The kitchen was also our parlor, where every guest was ushered past the living and dining rooms, and seated at the kitchen table. Immediately the coffee began to perk and whatever was in the oven or on the stove was soon shared. “No one leaves until they eat” was Mom’s sacred rule. New visitors soon learned that Mom meant what she said, and left sated.

In our home children could be “seen but not heard,”when adult guests were present. I learned of the larger world through conversations overheard at my Mother’s table. Freed to simply listen, and not add my “two cents”, taught me the invaluable lesson that truly listening to others is a great gift to the speaker and to the listener.  Listening is gold. Sharing food and drink is platinum. 

I also explored the larger war listening in on Dad’s kitchen table conversations. My father and his war buddies freely discussed their experiences as soldiers and sailors, the politics of war, the necessity of peace, the uselessness and danger of weapons in the home.

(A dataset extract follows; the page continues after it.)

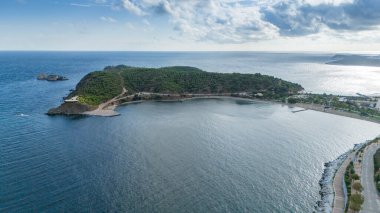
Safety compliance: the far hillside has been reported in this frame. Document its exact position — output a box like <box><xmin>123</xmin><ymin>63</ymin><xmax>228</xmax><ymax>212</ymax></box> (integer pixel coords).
<box><xmin>69</xmin><ymin>65</ymin><xmax>303</xmax><ymax>105</ymax></box>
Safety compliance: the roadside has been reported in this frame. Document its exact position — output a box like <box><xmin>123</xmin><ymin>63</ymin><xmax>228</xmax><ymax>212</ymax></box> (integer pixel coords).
<box><xmin>360</xmin><ymin>140</ymin><xmax>380</xmax><ymax>213</ymax></box>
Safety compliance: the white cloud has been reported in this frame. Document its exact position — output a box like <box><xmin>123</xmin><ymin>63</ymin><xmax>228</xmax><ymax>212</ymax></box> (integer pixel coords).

I watched silently as they passed around Samurai swords, German Lugers and beer steins, and other artifacts bearing stories which would have remained hidden if my presence had been noted by my chatter. I learned to stay silent, openminded, and sensitive to the nuances of honest communication. After, Dad would talk with me to help me interpret what I had heard. As long as I stayed silent, I was never ushered out of the room. I learned that rules to control my behavior were not meant to deny my personal freedoms, inhibit my creative expression, nor demand too much of a child. Those rules were in place out of respect to the adults, and to me; to teach me to think as an adult, and to learn how to respect others. 

When the women gathered, they too respected me enough to expect my respectful silence. Nothing was off the table when they spoke English. However, they sometimes used Italian if they wanted to keep some juicy tidbit from me. That did not actually work as they had planned because I soon picked up enough Italian to understand most of what they discussed. Of course, since I had to keep silent, I never gave away my ability to understand spoken Italian. This came in handy in public spaces when Mom and my aunts and cousins would comment on people around us without anyone knowing what they were saying. It was a useful tool on many occasions. it taught me the need for discretion when in public, in a way no lecture would have taught such a lesson.

Every Saturday night, the cousins who lived in our neighborhood spent the night at our house. in the afternoon, Mom simmered suga and meatballs in a massive restaurant pot, while kneading dough for pizza, bread and pizzafritta. The aromatic blend of oregano, garlic and basil in tomato sauce permeated the neighborhood. The aroma brought Niki, our dog to the foot of the stove, awaiting his meatballs. He had permanently stained orange whiskers and a love-hate relationship with Mom. Mom would make hundreds of ravioli at a time, freezing them for later use. She needed every surface in the house to dry the fresh pasta filled with cheese, spinach or meat; including the kitchen and dining room tables, washer and dryer, and even her bed…each surface covered with layers of clean, white sheets dusted with flour. Once, after distributing the ravioli throughout the house to dry, she forgot to close the bedroom door before leaving the house on an errand. Niki took advantage of the opportunity to reach the ravioli. He usually greeted us as soon as the door opened upon our return. That day, he was nowhere to be found as we searched the  house. Mom noticed a double row of missing ravioli on the three sides of the bed he could reach. A moan from beneath the bed, then Mom’s curses, told the tale. Niki hid under that bed for two days, afraid to come out and face Mom’s wrath. She still continued to give him his meatballs every Saturday. She never could hold a grudge. A trait which served her four rambunctious children well.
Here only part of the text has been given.